Que Graham Fraser se rebiffe d'entendre que l'anglais est une «langue étrangère» au Québec, on le comprend, il est le commissaire aux langues officielles du Canada. De voir les partis de l'opposition monter aussi aux barricades, c'est plus difficile à saisir. En effet, l'Assemblée nationale du Québec a décidé, il y a longtemps, que la langue officielle de la nation québécoise, c'est le français.

La minorité anglo-québécoise a des droits qui sont reconnus et respectés, mais cela ne fait pas de l'anglais l'une des langues officielles de la nation québécoise. La connaissance d'une ou de plusieurs langues secondes est un atout personnel. D'ailleurs, nos concitoyens l'ont bien compris puisque, selon les données du recensement de 2011 publiées par Statistique Canada mercredi, la hausse du bilinguisme au Canada provient principalement de l'accroissement du nombre de Québécois bilingues.

La connaissance de la langue commune, le français, est une richesse non seulement individuelle, mais aussi collective. Le français est au coeur de l'identité québécoise et constitue la langue commune de tous les Québécois, peu importe leur origine.
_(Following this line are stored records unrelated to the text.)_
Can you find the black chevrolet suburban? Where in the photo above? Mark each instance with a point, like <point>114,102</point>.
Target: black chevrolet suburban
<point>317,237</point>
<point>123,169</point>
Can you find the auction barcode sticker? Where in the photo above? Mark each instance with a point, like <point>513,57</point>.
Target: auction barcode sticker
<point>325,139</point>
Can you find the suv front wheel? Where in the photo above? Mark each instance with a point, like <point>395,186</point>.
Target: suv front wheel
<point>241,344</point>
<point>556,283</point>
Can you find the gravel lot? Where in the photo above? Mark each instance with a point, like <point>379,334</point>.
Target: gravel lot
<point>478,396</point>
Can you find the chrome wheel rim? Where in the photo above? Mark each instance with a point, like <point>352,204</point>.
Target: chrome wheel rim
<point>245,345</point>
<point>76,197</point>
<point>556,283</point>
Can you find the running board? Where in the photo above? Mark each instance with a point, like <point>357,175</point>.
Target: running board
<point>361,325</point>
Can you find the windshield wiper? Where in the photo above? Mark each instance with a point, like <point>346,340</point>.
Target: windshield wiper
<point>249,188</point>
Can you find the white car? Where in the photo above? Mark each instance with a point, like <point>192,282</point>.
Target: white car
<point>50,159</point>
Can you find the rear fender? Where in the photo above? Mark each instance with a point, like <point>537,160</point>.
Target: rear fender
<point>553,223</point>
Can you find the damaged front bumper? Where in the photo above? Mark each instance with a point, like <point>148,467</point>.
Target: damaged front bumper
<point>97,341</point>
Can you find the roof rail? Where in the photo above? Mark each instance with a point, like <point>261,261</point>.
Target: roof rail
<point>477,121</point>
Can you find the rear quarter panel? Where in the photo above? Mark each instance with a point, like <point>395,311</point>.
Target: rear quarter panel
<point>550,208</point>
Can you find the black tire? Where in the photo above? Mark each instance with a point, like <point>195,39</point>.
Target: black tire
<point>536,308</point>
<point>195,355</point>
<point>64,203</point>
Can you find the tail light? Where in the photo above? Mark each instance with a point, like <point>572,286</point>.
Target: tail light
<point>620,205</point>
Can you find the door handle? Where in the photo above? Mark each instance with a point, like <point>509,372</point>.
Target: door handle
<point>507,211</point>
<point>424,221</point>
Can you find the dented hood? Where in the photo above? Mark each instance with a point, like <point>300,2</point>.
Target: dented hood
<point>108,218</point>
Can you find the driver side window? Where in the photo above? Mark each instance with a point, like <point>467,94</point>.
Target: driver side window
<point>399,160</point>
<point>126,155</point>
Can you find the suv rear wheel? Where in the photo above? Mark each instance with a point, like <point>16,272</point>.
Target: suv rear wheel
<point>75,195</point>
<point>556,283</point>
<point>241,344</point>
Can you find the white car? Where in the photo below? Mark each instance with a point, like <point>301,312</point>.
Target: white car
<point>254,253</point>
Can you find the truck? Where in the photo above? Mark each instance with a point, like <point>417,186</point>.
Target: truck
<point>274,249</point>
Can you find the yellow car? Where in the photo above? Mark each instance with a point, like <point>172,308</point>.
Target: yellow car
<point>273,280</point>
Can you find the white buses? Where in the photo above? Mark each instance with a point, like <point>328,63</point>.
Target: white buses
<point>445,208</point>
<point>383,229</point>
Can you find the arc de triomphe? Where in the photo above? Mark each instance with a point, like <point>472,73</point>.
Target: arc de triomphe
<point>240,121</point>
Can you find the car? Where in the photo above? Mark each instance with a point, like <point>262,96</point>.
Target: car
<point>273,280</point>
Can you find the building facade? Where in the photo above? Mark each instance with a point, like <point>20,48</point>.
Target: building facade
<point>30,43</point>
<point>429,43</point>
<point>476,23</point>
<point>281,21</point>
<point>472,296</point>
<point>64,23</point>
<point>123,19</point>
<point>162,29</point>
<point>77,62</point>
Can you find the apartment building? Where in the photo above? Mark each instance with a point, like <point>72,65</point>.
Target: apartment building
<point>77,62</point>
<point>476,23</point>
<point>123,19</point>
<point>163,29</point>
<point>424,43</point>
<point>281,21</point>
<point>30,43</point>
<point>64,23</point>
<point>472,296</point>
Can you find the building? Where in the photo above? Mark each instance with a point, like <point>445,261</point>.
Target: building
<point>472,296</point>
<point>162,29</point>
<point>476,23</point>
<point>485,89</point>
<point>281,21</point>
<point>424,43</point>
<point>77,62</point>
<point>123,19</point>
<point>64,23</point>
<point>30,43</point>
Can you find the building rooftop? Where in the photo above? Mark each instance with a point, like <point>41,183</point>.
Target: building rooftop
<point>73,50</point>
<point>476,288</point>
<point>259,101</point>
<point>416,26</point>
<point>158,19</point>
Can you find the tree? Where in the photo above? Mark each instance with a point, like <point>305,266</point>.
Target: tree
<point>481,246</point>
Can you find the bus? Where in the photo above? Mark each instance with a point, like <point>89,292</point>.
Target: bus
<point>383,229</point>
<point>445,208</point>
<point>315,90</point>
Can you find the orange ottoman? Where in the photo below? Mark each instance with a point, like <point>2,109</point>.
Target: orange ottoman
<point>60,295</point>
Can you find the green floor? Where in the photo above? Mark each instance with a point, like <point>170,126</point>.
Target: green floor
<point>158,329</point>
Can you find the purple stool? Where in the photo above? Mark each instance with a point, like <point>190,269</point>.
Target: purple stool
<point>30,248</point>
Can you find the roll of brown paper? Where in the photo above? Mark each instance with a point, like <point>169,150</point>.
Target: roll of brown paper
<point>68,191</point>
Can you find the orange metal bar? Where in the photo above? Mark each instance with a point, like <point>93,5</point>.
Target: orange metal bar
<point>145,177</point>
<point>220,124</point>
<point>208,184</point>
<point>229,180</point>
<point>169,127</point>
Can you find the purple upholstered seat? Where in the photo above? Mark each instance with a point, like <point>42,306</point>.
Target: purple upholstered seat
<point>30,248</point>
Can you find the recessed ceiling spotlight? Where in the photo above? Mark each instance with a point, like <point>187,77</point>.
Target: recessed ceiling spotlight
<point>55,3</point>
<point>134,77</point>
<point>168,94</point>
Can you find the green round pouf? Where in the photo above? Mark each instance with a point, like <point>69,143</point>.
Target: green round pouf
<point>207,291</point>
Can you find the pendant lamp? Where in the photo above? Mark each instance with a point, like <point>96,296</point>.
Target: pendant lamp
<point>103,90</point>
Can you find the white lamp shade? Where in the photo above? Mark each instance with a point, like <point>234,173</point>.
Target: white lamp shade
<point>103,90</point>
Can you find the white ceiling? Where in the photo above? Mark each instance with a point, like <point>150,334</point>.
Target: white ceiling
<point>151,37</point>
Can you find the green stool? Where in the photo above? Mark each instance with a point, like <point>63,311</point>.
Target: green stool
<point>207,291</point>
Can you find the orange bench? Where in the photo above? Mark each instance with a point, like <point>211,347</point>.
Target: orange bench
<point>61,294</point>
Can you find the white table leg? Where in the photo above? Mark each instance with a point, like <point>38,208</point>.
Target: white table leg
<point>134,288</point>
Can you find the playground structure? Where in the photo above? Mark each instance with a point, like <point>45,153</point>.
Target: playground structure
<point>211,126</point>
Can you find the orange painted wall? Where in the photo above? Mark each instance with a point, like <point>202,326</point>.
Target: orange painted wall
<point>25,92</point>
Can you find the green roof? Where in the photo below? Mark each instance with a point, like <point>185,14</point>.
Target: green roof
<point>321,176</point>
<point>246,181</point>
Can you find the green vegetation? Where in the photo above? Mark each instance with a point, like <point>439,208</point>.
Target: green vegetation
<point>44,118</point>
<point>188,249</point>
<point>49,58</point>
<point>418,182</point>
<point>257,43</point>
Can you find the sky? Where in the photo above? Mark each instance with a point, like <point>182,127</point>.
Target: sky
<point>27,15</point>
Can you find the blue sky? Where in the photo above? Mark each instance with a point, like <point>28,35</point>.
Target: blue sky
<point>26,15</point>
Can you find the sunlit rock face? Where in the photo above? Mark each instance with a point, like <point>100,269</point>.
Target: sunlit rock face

C'est la langue de la délibération dans l'espace public et la langue qui cimente la cohésion de la nation québécoise dans toutes les sphères d'activité, que ce soit la culture, l'économie ou la solidarité sociale. La force de la langue française est le gage d'un Québec fort, et non pas du folklore.

Bien avant l'adoption de la Charte de la langue française, les Québécois ont voulu que leur État légifère pour défendre et promouvoir leur langue commune, conscients de l'environnement anglophone en Amérique du Nord et du rôle négatif du gouvernement canadien. Je pense entre autres à sa politique du multiculturalisme qui freine l'intégration harmonieuse des nouveaux arrivants à la société québécoise et au refus du fédéral d'accepter que la Charte de la langue française s'applique sur le territoire québécois aux 250 000 travailleurs des entreprises sous sa juridiction.

Les données du recensement 2011 montrent à quel point la situation du français est catastrophique au Canada et fragile au Québec. Une révision en profondeur de la Charte du français est nécessaire et les idées avancées par le gouvernement du Parti québécois méritent d'être débattues avec sérieux. Favoriser la présence du français dans les CPE et faciliter les succès académiques des enfants d'immigrants lors de leur entrée au primaire en français, c'est leur rendre service.

Entre le secondaire et le collégial, un transfert important se fait vers le réseau anglophone qui est fréquenté pour la moitié des effectifs par des allophones et des francophones. On ne peut pas camoufler cette réalité.

Pour réduire la place démesurée que tient l'anglais dans le monde du travail à Montréal, une nouvelle Charte devra aussi renforcer la présence du français dans les milieux de travail en élargissant sa portée, mais aussi en s'assurant de son application effective.

Comme le rappelait Camille Laurin, «la langue est le fondement même d'un peuple, ce par quoi il se reconnaît et il est reconnu, qui s'enracine dans son être et lui permet d'exprimer son identité». Et c'est toujours vrai.